Venezuelan President Nicolas Maduro speaks during a meeting with the Executive Committee of the Sao Paulo Forum in Managua on January 11, 2017

(AFP/File)

"The only tool the government has against the people is to use fear and terror," opposition congressional speaker Julio Borges told reporters after the latest arrests.

"That is why it has sworn in a group it calls the anti-coup squad."

The opposition MUD coalition says there are about 100 political prisoners being held in Venezuela.

It blames Maduro for an economic crisis that has prompted deadly riots and looting due to shortages of food and medicine.

It wants a popular vote on removing him from office and has called for fresh street protests on January 23.

Maduro says the crisis is the result of a US-backed capitalist conspiracy.

Opposition majority lawmakers in the National Assembly on Monday passed a motion declaring that Maduro had effectively "abandoned his post" by failing to tackle the economic crisis.

Maduro branded that move a "coup" attempt and vowed that his opponents "will have to live with the consequences."

He considers the assembly illegitimate since the courts have ruled in his favor by disqualifying some of its opposition members.

"There is no limit to the National Assembly's abuse of power and its capacity to act ridiculously. It is self-destructing," Maduro said in televised comments.

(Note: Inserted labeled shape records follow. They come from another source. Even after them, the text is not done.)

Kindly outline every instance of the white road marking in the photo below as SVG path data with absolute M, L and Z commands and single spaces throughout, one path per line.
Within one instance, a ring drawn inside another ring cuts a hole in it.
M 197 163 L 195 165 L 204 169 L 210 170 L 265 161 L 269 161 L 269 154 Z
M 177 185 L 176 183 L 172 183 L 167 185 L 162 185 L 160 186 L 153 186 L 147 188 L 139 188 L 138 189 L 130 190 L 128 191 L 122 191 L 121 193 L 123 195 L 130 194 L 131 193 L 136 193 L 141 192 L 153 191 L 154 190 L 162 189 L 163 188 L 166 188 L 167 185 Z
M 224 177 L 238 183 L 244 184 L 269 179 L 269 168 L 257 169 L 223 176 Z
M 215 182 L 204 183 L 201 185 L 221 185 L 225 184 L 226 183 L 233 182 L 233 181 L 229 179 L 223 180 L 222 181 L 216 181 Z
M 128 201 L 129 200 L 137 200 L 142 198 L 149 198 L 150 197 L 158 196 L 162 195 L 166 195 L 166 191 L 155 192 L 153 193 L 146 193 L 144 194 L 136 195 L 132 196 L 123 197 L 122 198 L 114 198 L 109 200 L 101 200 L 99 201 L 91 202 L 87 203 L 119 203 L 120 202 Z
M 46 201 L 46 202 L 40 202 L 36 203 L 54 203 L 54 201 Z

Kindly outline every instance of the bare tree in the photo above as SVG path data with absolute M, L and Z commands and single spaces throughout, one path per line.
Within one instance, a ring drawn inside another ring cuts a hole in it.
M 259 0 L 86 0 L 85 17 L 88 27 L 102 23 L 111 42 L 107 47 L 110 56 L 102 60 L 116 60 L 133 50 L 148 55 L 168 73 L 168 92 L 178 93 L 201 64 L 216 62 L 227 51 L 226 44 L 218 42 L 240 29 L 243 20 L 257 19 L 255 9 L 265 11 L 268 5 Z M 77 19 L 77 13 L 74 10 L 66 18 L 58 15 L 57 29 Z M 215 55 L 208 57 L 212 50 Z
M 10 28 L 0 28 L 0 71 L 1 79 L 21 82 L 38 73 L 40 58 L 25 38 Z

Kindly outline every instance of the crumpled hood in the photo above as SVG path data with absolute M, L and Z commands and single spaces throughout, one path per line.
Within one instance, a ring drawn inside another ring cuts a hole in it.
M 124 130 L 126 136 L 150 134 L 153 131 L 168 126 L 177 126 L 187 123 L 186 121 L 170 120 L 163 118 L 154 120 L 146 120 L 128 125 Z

Vatican-mediated talks between the two sides broke down last month, with the opposition accusing the government of bad faith.

Political analyst Manuel Malaver said the arrests marked "an episode of maximum tension" in Venezuela's political standoff.

"The situation is extremely dangerous and I see no will by either side to sit down and come to an agreement," Malaver told AFP.

"We are seeing the situation escalate towards a greater confrontation."